Pour ce faire, elle va à la rencontre des gens -qui prennent le pas sur les sujets de société-, "péquenauds", excentriques, obsessionnels…, s’attache aux petites choses qui permettent, si on les regarde sous le bon angle, de voir les grandes. Son but est de "raconter le bruit des autres", de faire en sorte que l’on se souvienne des victimes autrement qu’à travers leur mort, de dévoiler les angles morts, de faire tomber les illusions d’optique. D’où son appétence pour les affaires où rien n’est ce qu’il paraît. Ainsi, entre victime et bourreau les rôles parfois s’inversent, ou le mobile apparent d’un crime peut occulter des motivations profondes, anciennes, que la chroniqueuse devine peu à peu au fil des témoignages.
Son expérience lui a appris à détecter les mécanismes qui font naître obsessions et pensées irrationnelles, mécanismes de stupeur ou de déni indiscernables par ceux-là même qui les éprouvent. Ce qu’il en ressort, c’est qu’il n’y généralement derrière ces affaires criminelles ni monstres ni saints, simplement des gens et des réalités ordinaires dont l’imagination est souvent incapable de produire l’intégralité des infimes nuances, tant elles recèlent de vérités complexes, cachées, transformées par les circonvolutions de la mémoire. Des vérités qui se confrontent, s’opposent, s’assemblent, pour qu’en émerge, au procès, la vérité judiciaire.
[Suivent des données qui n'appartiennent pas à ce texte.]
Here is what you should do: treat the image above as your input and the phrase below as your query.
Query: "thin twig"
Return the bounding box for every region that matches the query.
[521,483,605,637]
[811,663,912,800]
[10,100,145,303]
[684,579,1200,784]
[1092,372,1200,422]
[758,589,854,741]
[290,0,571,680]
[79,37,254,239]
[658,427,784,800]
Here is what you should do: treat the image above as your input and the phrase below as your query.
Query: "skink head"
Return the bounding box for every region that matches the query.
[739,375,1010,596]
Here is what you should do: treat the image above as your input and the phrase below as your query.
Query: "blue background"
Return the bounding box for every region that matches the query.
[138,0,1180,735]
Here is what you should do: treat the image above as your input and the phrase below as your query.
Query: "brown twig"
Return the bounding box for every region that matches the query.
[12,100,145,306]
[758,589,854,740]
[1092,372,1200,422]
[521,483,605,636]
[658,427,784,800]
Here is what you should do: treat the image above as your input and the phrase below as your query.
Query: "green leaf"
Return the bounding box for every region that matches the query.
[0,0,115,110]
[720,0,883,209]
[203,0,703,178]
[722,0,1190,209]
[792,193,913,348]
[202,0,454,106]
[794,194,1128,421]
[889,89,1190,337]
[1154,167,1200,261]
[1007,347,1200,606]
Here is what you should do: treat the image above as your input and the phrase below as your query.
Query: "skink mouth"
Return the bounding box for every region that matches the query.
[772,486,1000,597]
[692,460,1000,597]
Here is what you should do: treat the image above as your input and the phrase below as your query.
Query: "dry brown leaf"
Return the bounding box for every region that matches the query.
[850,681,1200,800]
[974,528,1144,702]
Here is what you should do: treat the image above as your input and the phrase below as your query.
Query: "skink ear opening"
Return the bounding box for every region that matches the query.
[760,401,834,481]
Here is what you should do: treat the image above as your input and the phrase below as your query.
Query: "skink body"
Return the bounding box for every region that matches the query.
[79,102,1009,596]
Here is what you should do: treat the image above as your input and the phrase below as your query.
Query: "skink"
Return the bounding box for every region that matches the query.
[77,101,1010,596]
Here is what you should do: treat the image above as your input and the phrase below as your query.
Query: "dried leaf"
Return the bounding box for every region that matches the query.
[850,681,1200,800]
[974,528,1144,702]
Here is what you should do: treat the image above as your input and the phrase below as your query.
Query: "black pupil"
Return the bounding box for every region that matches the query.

Son récit montre comment, dans ces salles de tribunal, on fait tenir des vies entières, on met les existences à nu, dans leur insignifiance et leur grandeur, exposant leur tristesse, les ressentiments, les échecs ou les accomplissements. Les drames, familiaux ou autres, puisent leurs racines dans des maux sociétaux qui engendrent des détresses devenues ingérables ou dans le désordre d’intimités dysfonctionnelles.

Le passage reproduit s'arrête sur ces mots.